10 de janeiro de 2024, 7h03

Em 2 de janeiro de 2024, a Receita Federal publicou a Instrução Normativa (IN) nº 2.170/23, regulamentando a habilitação das pessoas jurídicas interessadas no aproveitamento de crédito fiscal decorrente de subvenção de investimentos, previsto pela Lei nº 14.789/23 em substituição ao antigo regime.

Dentre os aspectos regulamentados pela IN RFB nº 2.170/23, chama atenção que o deferimento da habilitação foi condicionado à regularidade fiscal de tributos federais, exigência que não aparece na Lei nº 14.789/23. Seu suporte legal seria o artigo 60 da Lei nº 9.069/95, que genericamente condiciona a concessão ou reconhecimento de incentivo ou benefício fiscal, relativos a tributos federais, à comprovação pelo contribuinte de sua regularidade fiscal perante a União.

Contudo, como a Lei nº 14.789/23 nada prevê acerca da regularidade fiscal do contribuinte para aproveitamento do crédito, aparenta haver antinomia com a regra geral da Lei nº 9.069/95, solucionada pelo artigo 2º, § 2º, da Lindb com a prevalência da norma específica (Lexis specialis derogat gerali).

Especialmente ao se considerar que a Lei nº 9.069/95, fruto da conversão da MP nº 1.097/95, tinha como objeto o sistema monetário, sendo norma essencialmente de direito financeiro. Já a Lei nº 14.789/23, conversão da MP nº 1.185/23, dispõe sobre habilitação de crédito fiscal decorrente das subvenções de investimento, ou seja, é norma eminentemente tributária.

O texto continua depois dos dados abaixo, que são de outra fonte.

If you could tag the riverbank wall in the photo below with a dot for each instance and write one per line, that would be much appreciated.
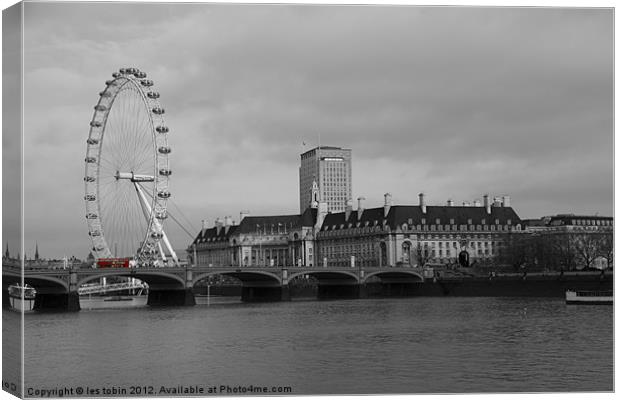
(499, 286)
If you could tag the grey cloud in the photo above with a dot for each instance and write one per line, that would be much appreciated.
(453, 101)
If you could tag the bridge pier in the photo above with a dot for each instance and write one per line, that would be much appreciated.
(171, 297)
(6, 299)
(57, 302)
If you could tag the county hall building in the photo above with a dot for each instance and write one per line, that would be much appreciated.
(389, 235)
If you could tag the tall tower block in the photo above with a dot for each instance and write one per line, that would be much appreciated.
(330, 167)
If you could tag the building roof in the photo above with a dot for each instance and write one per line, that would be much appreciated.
(259, 225)
(324, 148)
(413, 215)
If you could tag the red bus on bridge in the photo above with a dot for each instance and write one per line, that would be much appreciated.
(113, 262)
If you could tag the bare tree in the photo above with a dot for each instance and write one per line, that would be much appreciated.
(587, 247)
(606, 248)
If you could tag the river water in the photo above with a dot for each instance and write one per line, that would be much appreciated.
(410, 345)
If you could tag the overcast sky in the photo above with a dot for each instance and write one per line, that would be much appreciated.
(454, 102)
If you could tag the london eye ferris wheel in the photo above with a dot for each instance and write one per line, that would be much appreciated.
(127, 172)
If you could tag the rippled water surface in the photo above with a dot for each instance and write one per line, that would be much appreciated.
(414, 345)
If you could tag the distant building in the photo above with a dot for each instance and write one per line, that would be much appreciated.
(409, 235)
(279, 240)
(329, 168)
(569, 241)
(415, 235)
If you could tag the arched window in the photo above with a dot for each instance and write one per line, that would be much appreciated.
(383, 249)
(406, 253)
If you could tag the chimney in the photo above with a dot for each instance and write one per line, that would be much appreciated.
(422, 203)
(487, 205)
(227, 223)
(320, 215)
(387, 204)
(506, 201)
(360, 207)
(348, 209)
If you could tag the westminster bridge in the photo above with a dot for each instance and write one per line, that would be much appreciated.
(57, 288)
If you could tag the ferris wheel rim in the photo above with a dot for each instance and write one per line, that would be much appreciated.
(134, 80)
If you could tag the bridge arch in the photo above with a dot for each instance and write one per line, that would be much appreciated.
(400, 275)
(260, 278)
(155, 279)
(328, 276)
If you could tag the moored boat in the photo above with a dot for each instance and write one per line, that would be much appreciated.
(589, 297)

Não bastasse, as Leis nº 12.973/14, 10.637/02 e 10.833/03, que excluíam as subvenções de investimento das bases de cálculo do IRPJ/CSLL e do PIS/Cofins, também não previam a necessidade de o beneficiário possuir situação fiscal regular.

Nem deveriam prever, pois o benefício fiscal relacionado à subvenção de investimento tem nítido caráter extrafiscal, visando que as pessoas jurídicas implantem, ampliem, modernizem ou diversifiquem seu empreendimento econômico no território do ente federativo que concedeu a subvenção.

Nessa linha, a exclusão da subvenção das bases dos tributos acima, como ocorria anteriormente, ou a permissão de creditamento, como passou a prever a Lei nº 14.789/23, visa a atrair novos negócios ou ampliá-los. Logo, dificultar o acesso do contribuinte a tal incentivo parece destoar da mens legis.

Além disso, sem textual previsão legal, a IN RFB nº 2.170/23 não poderia extrapolar sua função regulamentadora para criar exigência não prevista na norma instituidora do benefício fiscal.

Como bem alerta a ministra Regina Helena Costa do Superior Tribunal de Justiça, existe “a prática, infelizmente reiterada, de, por meio de tais atos, expedirem-se normas que, a pretexto de propiciarem a adequada execução da lei tributária, geram deveres ou impõem restrições a direitos nela não previstos, pelo que acabam por vulnerá-la, diante de sua manifesta incompatibilidade” [1] .

O professor Luís Eduardo Schoueri bem esclarece que o poder regulamentador conferido aos atos da administração pública, pela lei, não é carta branca, pois “[…] deve o ato da Administração observar os contornos legais, permanecendo o poder regulamentar dentro das raias que lhe foram postas pela Constituição Federal”. [2]

Embora o assunto seja controvertido na jurisprudência, existem precedentes recentes dos Tribunais Regionais Federais da 1ª, 3ª e 5ª Região afastando a necessidade de comprovação de regularidade fiscal pelo contribuinte beneficiário de incentivo fiscal, quando exigida apenas por ato infralegal.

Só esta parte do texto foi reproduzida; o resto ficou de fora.